As we drove away, all of the many people in the streets were hurrying to take refuge from the sudden and unexpected downfall of heavy rain. Women picked their way with the skill of the Parisienne, men ran for shelter, and the carriages coming in haste from the afternoon drives thronged the great avenue. The scene was not without amusement for people not subject to its inconvenience and to the damage of gay gowns. I made some laughing comment. She made no reply. Presently, however, she took out her purse and said, “Monsieur will at least permit me to—”

“Pardon me,” I returned gaily: “I am just now the host, and as it may never again chance that I have the pleasure of madame for a guest, I must insist on my privileges.”

For the first time she laughed, as if more at ease, and said, looking up from her purse and flushing a little: “Unluckily, I cannot insist, as I find that I am, for the time, too poor to be proud. I can only pay in thanks. I am glad it is a fellow-countryman to whom I am indebted.”

We seemed to be getting on to more agreeable social terms, and I expressed my regret that the torrent outside was beginning to leak in at the window and through the top of the carriage. For a moment she made no remark, and then said with needless emphasis:

“Yes, yes. It is dreadful. I hope—I mean, I trust—that it will never occur again.”

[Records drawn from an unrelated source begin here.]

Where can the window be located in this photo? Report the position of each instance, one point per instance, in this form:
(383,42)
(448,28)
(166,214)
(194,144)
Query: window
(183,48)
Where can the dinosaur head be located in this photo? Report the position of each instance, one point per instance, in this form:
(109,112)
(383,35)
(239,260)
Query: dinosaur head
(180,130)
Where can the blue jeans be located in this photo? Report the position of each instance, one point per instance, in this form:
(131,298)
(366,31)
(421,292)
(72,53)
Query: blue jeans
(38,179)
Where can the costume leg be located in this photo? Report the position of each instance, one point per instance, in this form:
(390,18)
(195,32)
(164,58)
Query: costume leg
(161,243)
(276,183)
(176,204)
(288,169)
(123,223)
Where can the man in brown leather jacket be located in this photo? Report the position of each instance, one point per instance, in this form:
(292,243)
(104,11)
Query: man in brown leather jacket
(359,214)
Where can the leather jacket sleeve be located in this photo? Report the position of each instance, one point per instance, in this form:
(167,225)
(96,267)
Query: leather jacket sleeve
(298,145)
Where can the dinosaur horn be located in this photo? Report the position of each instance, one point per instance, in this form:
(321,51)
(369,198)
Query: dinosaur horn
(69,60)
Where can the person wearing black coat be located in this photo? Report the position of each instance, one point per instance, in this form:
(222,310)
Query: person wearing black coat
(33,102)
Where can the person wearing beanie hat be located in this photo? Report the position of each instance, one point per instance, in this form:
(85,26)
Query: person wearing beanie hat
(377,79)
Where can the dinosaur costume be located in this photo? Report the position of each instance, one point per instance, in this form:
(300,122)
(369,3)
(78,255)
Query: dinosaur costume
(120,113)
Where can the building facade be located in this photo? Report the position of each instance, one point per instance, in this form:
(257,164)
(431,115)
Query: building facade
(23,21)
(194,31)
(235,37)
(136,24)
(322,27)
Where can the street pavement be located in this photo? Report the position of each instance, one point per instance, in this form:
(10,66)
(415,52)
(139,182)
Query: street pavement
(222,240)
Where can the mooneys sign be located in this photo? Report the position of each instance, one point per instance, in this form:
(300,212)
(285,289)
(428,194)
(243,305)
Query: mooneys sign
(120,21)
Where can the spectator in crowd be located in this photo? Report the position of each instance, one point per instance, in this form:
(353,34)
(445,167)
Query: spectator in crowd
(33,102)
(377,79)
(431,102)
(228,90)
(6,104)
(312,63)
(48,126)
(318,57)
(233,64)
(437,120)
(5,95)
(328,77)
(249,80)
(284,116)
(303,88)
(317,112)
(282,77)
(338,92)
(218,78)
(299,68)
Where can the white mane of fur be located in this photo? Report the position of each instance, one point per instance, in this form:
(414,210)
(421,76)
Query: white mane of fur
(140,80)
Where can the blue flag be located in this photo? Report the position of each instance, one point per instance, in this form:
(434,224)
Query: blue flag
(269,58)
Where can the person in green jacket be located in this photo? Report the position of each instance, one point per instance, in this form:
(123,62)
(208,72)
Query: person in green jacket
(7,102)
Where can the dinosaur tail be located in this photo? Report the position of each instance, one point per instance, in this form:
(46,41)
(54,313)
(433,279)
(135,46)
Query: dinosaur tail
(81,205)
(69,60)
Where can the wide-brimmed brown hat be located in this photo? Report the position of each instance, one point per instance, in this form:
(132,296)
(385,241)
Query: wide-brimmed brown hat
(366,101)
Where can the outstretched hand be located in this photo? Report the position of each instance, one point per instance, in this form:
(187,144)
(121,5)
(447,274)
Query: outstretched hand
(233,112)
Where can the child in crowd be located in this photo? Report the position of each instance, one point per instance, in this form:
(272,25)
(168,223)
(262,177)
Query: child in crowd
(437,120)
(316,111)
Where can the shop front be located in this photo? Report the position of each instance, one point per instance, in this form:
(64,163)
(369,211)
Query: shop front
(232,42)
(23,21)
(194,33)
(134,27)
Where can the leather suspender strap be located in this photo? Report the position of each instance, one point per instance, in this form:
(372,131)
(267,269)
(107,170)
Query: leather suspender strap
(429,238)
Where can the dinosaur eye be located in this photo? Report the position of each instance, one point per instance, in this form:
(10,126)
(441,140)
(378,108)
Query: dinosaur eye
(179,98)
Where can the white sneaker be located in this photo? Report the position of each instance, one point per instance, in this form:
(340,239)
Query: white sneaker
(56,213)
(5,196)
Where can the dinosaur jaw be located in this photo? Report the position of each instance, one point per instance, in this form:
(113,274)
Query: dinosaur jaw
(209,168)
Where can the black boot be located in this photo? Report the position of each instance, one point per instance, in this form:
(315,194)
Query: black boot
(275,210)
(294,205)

It was odd and hardly courteous. I said only, “Yes, it must be disagreeable.”

“Oh, I mean—I can’t explain—I mean this—special ride, and I—I am so wet.”

Of course I accepted this rather inadequate explanation of language which somehow did not seem to me to fit a woman evidently of the best social class. As if she too felt the need to substitute a material inconvenience for a less comprehensible and too abrupt statement, she added: “I am really drenched,” and then, as though with a return of some more urgent feeling, “but there are worse things.”

I said, “That may very well be.” I began to realize as singular the whole of this interview—the broken phrases which I could not interpret, the look of worry, the embarrassment of long silences.

After a time, at her request, we turned into one of the smaller avenues. Meanwhile I made brief efforts at impersonal talk—the rain, the vivid lightning,—wondering if it were the latter which made her so nervous. She murmured short replies, and at last I gave up my efforts at talk, and we drove on in silence, the darkness meanwhile coming the sooner for the storm.